Is anyone aware of what method they used to make the data anonymous? I'm currently doing research in data masking tools and would be interested to know about the techniques used and the performance of the tool.
Kind of cool, but I bank with the bank in question (Ubank / National Australia Bank) and I'm not sure I'm completely comfortable that they'd use my transaction history like this.
Hi xodem, I'm Jennie, the Digital Director at UBank. I just wanted to reassure you that privacy was taken extremely seriously -- no personal customer information is available even within the database, and we've ensured strict compliance with privacy laws.
We also took an extra step around setting a minimum uniqueness level of 'Less than 10' - so there won't ever be a scenario shown for 1/2/5 PeopleLikeU as queried in the comments below.
Hope you enjoy the experience - we really wanted to give the value of the data safely back to the people who created it to help you make more informed decisions on what, where and how much you spend.
Feel free to tweet me @jbewes or the team @Ubank, or even Facebook msg them facebook.com/ubank if you've any more queries.
I work for an Australian Bank. We had an internal competition where they didn't sanitise the data for this competition well enough. After a week of analysing the data one of the people in competing in the competition knew who's data we were looking at. It was a friend of theirs.
All identifying information had been removed/sanitised, they could tell from looking at the spending habits.
... So they knew, because they already knew. So really they just confirmed.
Ask that person to go and find my details, and they will surely fail. Because they know nothing about me, and the transaction history doesn't tell them anything... thus it is not 'identifying'.
That still isn't your identity. You can identify yourself by it, but no one else can. Unless they already know that information about you... it which case, they already knew...
I put in my numbers to see what it would be like living on the other side of the world (I'm in Dublin, Ireland - it is currently 9C and raining) using the Sydney postcode 2000.
It says my expected house & home costs are $2000, which seems rather high for me. In London and here in Dublin, pretty much everyone my age (mid twenties) is in a houseshare, so we would pay that for the whole property, but split it three ways or so. Is housing just that much more expensive, or what?
You only picked one of the most expensive postcodes - that's the Sydney CBD! Yes, it is VERY expensive. In fact, it is very expensive to live in Sydney, full stop.
If we go by the history of such anonymization attempts (AOL, Netflix) it is only a matter of time that someone figures out how to get PII from this data.
I think the title is misleading for the purposes of catching people's attention. The data is not available to download, and is in aggregate form. The AOL data was not in aggregate form, so it was possible to get personalized details.
They probably constructed a simple decision tree aggregate which is probably less than 10kb of data. I doubt anyone could extrapolate 10kb data into personalized details of an individual.
Spooky. Tried it out and found it's prediction accurate for brands and companies I might use. Which was disappointing in a way, I was hoping I might find something new to try. Instead I'm well, just like me....
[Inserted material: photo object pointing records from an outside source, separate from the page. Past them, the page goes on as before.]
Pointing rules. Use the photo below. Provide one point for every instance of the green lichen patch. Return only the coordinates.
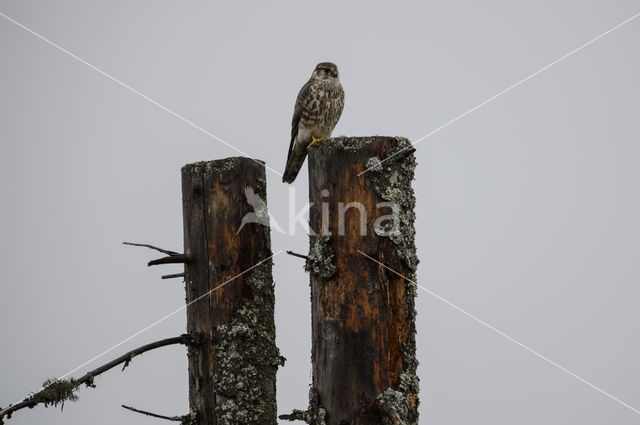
(219, 166)
(314, 415)
(391, 178)
(320, 259)
(56, 392)
(247, 358)
(395, 406)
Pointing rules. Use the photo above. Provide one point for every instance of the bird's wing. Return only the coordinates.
(297, 113)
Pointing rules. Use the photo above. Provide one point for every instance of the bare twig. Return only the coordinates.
(172, 276)
(58, 391)
(295, 254)
(164, 251)
(172, 259)
(169, 418)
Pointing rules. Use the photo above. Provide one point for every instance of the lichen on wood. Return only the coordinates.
(363, 316)
(314, 415)
(247, 356)
(320, 259)
(391, 177)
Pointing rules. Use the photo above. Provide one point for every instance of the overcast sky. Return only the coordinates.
(528, 208)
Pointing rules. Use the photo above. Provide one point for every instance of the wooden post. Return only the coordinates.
(230, 297)
(363, 316)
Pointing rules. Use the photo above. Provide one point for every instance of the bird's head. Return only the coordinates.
(326, 71)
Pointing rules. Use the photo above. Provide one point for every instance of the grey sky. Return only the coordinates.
(527, 210)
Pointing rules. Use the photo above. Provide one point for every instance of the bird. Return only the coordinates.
(318, 108)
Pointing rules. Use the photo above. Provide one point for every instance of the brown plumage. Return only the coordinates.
(318, 109)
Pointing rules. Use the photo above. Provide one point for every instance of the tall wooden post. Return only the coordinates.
(363, 316)
(230, 295)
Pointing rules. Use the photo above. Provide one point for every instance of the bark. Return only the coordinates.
(230, 293)
(363, 316)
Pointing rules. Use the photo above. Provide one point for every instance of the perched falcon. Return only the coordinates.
(318, 109)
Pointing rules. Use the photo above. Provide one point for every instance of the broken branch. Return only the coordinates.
(155, 415)
(58, 391)
(164, 251)
(172, 259)
(172, 276)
Nice idea but an absolute terrible website. E.g. If you go into the about section and expand one the questions you get this weirdo scroll bar. Seems like they're forcing the layout into a fixed dimension.
What is going on here? I am inclined to believe the data.
What this has really reinforced for me is the extent to which other people must spend their income as it comes in. It has also reinforced the importance of my friends, connections, values & personal knowledge. My friends who enable me to live a life that feels rich whilst, apparently, spending about 1/8th of what everybody else does.
I really am surprised. I was not raised frugally and if I want something and have the money, I generally buy it & I don't need more than I have.